NEW YORK (Reuters) - Miron Berenshteyn lost his job at Lehman Brothers Holdings Inc days before its bankruptcy. Now, the software developer is suing the financial firm for lost wages in what is becoming a more common route for laid-off workers in the sputtering economy.
With the U.S. jobless rate at a 14-1/2-year high, more workers being shown the door are expected to explore court action against their former employers, according to lawyers on both sides of labor disputes.
Among the expected complaints will be arguments from dismissed workers that they are owed wages and benefits, or complaints they did not get adequate warning their jobs were about to disappear, lawyers say.
But attorneys say the anticipated increase in lawsuits is not likely be a tidal wave, in part because the fragile economic conditions will discourage both laid-off employees and employers from getting into lengthy and costly court fights.

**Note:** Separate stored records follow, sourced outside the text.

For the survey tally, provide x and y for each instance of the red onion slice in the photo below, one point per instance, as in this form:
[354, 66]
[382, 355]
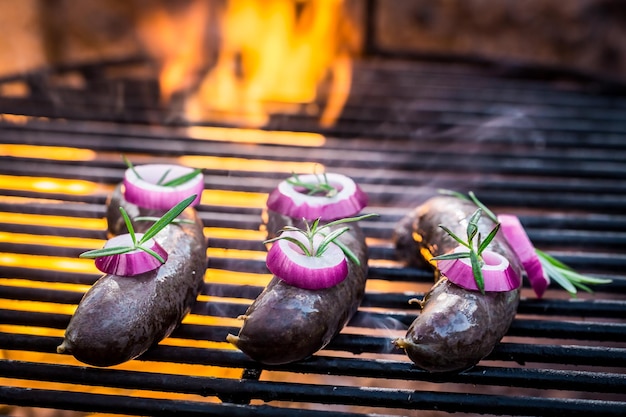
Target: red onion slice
[498, 274]
[130, 263]
[519, 241]
[286, 261]
[145, 192]
[288, 200]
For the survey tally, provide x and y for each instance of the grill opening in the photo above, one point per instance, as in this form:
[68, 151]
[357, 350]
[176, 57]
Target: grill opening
[550, 152]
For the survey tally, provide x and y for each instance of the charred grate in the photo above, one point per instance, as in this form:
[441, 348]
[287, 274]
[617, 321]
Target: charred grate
[554, 156]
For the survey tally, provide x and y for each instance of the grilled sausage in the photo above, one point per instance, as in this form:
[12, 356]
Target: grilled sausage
[456, 328]
[119, 318]
[286, 324]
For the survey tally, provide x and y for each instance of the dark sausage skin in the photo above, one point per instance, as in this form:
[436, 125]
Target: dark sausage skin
[287, 324]
[456, 328]
[119, 318]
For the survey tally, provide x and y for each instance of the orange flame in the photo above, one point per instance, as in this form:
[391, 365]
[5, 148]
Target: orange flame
[273, 57]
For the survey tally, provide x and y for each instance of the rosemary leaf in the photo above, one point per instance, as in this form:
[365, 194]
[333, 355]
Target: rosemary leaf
[98, 253]
[483, 245]
[166, 219]
[153, 253]
[478, 271]
[349, 254]
[295, 241]
[129, 225]
[455, 237]
[330, 238]
[451, 256]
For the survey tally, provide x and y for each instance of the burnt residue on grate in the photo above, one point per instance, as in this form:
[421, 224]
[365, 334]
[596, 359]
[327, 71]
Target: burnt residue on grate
[554, 156]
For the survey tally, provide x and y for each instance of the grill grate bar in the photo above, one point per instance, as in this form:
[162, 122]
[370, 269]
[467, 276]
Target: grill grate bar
[237, 390]
[556, 158]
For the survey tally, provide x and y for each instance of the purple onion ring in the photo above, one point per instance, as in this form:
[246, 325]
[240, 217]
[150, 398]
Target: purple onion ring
[130, 263]
[498, 274]
[288, 200]
[286, 261]
[146, 193]
[516, 236]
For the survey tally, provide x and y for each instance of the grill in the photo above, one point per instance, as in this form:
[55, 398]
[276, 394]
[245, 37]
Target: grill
[551, 151]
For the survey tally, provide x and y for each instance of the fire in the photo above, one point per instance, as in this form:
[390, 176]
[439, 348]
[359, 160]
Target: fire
[273, 56]
[176, 39]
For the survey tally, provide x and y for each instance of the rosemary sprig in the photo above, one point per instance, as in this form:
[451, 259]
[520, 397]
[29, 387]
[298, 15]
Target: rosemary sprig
[159, 225]
[171, 183]
[321, 187]
[474, 250]
[314, 229]
[562, 274]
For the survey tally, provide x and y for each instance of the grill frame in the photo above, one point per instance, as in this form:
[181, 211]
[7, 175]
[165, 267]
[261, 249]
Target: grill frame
[572, 334]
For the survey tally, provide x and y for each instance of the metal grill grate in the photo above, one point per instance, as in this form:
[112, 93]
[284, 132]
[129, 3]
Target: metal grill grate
[553, 155]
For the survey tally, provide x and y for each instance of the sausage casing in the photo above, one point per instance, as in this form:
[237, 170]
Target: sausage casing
[286, 324]
[119, 318]
[456, 328]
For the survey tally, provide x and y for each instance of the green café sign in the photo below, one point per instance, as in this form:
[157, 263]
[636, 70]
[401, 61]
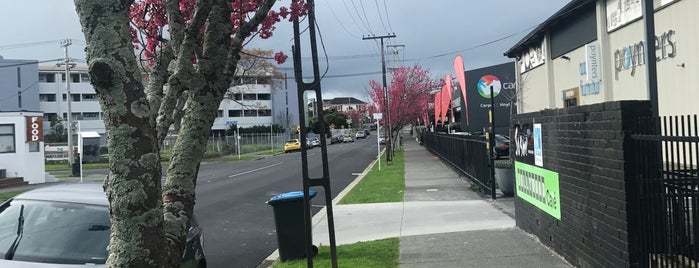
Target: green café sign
[539, 187]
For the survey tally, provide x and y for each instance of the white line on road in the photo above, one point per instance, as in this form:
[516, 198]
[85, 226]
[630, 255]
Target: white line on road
[253, 170]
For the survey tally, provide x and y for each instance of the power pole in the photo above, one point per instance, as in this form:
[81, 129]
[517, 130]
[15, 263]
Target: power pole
[387, 130]
[68, 64]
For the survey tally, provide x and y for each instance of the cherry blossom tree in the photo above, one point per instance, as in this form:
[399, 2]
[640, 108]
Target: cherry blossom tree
[187, 52]
[408, 97]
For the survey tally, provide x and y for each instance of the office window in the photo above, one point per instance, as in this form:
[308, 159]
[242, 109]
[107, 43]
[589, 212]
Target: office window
[74, 97]
[47, 97]
[571, 97]
[91, 116]
[47, 77]
[264, 112]
[89, 97]
[249, 96]
[7, 138]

There will likely be more litigation, but many potential plaintiffs may seek to resolve grievances out of court.
“We will see an uptick” in lawsuits, said Daniel Schwartz, an attorney at law firm Pullman & Comley LLC in Hartford, Connecticut, who defends companies in employment cases. “People, when they don’t have a lot of options, tend to look to the courts for a remedy.”
The monthly jobs report on Friday showed a weakening U.S. jobs market, with the jobless rate rising to 6.5 percent in October, the highest since March 1994. Employers cut 240,000 job from payrolls, bringing the total to 1.2 million jobs lost this year.
With that backdrop, workers in industries such as banking, retail and manufacturing are out of work, and many are consulting lawyers if they think they were let go unjustly or were possibly denied pay and benefits, attorneys said.
CLAIMS AGAINST LEHMAN
At Lehman, ex-employee Berenshteyn was laid off on September 9 from his job at the financial firm in Jersey City, New Jersey -- less than a week before it filed the biggest U.S. bankruptcy, according to a copy of his lawsuit.
The case, filed in federal bankruptcy court in New York, seeks class-action status on behalf of about 1,000 other employees. It contends that Lehman improperly stopped Berenshteyn’s severance pay in violation of federal employment law after the firm filed for bankruptcy protection.
His lawyer, Jack Raisner, a partner at law firm Outten & Golden LLP in New York, said he received hundreds of calls from others who worked at Lehman who say they, too, are owed lost wages and benefits. Berenshteyn was not available for further comment on the case.
Even law firms are not immune from lawsuits. After mass layoffs at now disbanded law practice Heller Ehrman LLP in San Francisco, three dismissed employees brought a lawsuit seeking money they say they are entitled to. The law firm dissolved last month amid the rough economic conditions.
OVERTIME, DISCRIMINATION CASES
Companies can expect other types of claims from dismissed workers, legal experts said. One area is likely to be disputes brought by employees who say they were not adequately compensated for overtime they worked.
Discrimination claims may also be pursued by some workers, although these cases can be particularly tough to win.
In one recent case, Dell Inc was sued by a group of female former top executives who say they were singled out during recent layoffs. They are seeking $500 million in damages in a class-action lawsuit. The computer maker has said it believes the claims are without merit.
A lawyer for the former Dell employees said that when workers lose their jobs they may be more willing to bring a discrimination case because they no longer fear perceived reprisals from speaking out.
“They suddenly find themselves in the situation where they have nothing to lose,” said David Sanford, a partner at law firm Sanford Wittels & Heisler LLP, which specializes in filing employment discrimination cases.
Schwartz, of Pullman & Comley, said many companies have worked to better shield themselves from discrimination claims by conducting workforce analyses ahead of layoffs to ensure no particular minority group is disproportionately affected by job terminations.
More companies also are using severance agreements, which typically require terminated employees to sign a release agreeing not to sue in exchange for receiving departure benefits, as a way to avoid potential lawsuits, said Howard Lavin, a partner at law firm Stroock & Stroock & Lavan LLP in New York who represents employers in labor matters.
Advising workers and employers is keeping employment lawyers occupied at a time when other attorneys, such as those in real estate or mergers law, have seen business decline.
“When companies are in distress and they are laying people off, that means that employment lawyers are busier,” Lavin added.